While much of Toronto is flat land, unique geographic features set the Regal Heights neighbourhood apart. The most prominent is the 50 to 75 foot bluff—called Davenport Hill or the Davenport Escarpment—just north of Davenport Road which marks the shoreline of a prehistoric lake that was formed at the end of the Ice Age, about 12,000 years ago.

Today the bluff is a picturesque feature that gives homes on Regal Road a view of Lake Ontario, the Niagara Peninsula and the city of St. Catherines, and helps capture cooling breezes from the lake on hot summer days.

Tributaries of Garrison Creek, which supplied water to Fort York—the military camp that helped found Toronto in the 1790s—also shaped the local landscape. Springmount, Alberta and Mount Royal Avenues were built on top of or close to the actual creek bed. Garrison Creek was treated as a garbage dump in the 19th century and to protect public health it was put in an underground sewer pipe between 1880 and 1914.
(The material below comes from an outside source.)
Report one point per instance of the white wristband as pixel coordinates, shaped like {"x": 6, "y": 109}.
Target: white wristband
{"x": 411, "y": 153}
Gardeners in the area find the soil in the Regal Heights neighbourhood to be largely heavy clay. Treated well, the land can be productive and during the 19th century small farms and market gardens were established to feed surrounding communities such as the Villages of Carlton, Davenport, Brockton and Yorkville, as well as the City of Toronto.

Before farmers tilled the land, stands of white oak and pine covered the landscape. A handful of century old white oak trees can still be found in the neighbourhood. Towering Norway Maple trees, planted by the city in the 1920s, shade the front yards of many homes.

In addition to cash crops, settlers planted ornamental gardens around their homes. In 1853, printer, editor, politician and businessman, George Thomson bought a house in the nearby Carleton Village, at St. Clair Avenue West and Old Weston Road. He recalled growing lilac, lobelias, orchids, prairie rose, and cacti, as well as bushes such as spiraea and St. Johns-Wort.